Wednesday, 26 March 2014

Bills

Omnibus Repeal Day (Autumn 2014) Bill 2014, Amending Acts 1901 to 1969 Repeal Bill 2014, Statute Law Revision Bill (No. 1) 2014; Second Reading

10:53 am

Photo of Andrew LeighAndrew Leigh (Fraser, Australian Labor Party, Shadow Assistant Treasurer) Share this | Hansard source

I thank the Leader of the House for his question. In his question is an important point, which is that we need to get the balance right on regulation. We need to ensure, as the Leader of the House well knows, that we have the right air safety regulations. So it is not about simple-minded stunts of the number of regulations passed or repealed; this bill is a straightforward bill, which will be supported by the Labor Party.

It does a set of things which, frankly, no-one could object to. Removing the hyphen from 'e-mail'—that is a good thing, frankly, but I do not think it deserves a press conference by the Prime Minister. Changing the words 'facsimile transmission' to 'fax' is, again, a measure which probably did not require a press conference of the Prime Minister. Indeed, in other bills, changing 'electronic facsimile to a facsimile' to the words 'fax to a fax' probably did not require grandstanding by the government. In other contexts, correcting the spelling of the word 'committing' probably did not require grandstanding by the government. Changing the word 'trademarks' to two words, 'trade marks', is again something which members of this side of the House will not be objecting to, but let us not claim it as a nation-changing event. Changing 'Legislative Assembly for the Northern Territory' to 'Legislative Assembly of the Northern Territory' is doubtless the correct way of addressing the legislative assembly in the Northern Territory, but it is not a measure which is going to make business or the community better off.

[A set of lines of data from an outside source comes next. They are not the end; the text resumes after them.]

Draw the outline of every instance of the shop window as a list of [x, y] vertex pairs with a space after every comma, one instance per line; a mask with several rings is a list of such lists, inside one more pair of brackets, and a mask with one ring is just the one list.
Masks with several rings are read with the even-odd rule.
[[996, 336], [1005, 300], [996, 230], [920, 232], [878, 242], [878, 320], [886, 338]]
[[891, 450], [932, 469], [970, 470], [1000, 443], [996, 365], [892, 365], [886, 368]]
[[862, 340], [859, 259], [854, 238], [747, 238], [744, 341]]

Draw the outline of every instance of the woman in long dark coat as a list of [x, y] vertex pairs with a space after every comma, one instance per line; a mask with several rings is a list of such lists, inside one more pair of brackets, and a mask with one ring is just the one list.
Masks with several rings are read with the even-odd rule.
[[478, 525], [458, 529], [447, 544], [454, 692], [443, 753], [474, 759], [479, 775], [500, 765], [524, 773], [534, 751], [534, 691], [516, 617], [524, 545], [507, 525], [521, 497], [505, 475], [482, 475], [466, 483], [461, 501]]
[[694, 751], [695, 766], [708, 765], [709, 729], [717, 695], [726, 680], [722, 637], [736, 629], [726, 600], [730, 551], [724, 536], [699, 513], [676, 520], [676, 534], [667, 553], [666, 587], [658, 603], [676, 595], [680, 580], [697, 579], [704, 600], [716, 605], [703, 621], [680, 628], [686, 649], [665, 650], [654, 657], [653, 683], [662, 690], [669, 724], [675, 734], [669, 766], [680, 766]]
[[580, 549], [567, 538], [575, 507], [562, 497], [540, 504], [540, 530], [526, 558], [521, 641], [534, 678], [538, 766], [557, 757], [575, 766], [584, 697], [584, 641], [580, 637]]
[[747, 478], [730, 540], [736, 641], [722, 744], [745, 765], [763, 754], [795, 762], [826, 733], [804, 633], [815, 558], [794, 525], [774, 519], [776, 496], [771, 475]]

As the second reading amendment makes clear, the former Labor government had a strong record of deregulation and reform and of removing unnecessary acts from the statute books. We repealed 16,794 acts, regulations and legislative instruments during our time in government. We put in place seamless national economy reforms—real deregulation that lowered business costs, according to the Productivity Commission, by $4 billion a year, with full reforms to increase productivity by $6 billion per year.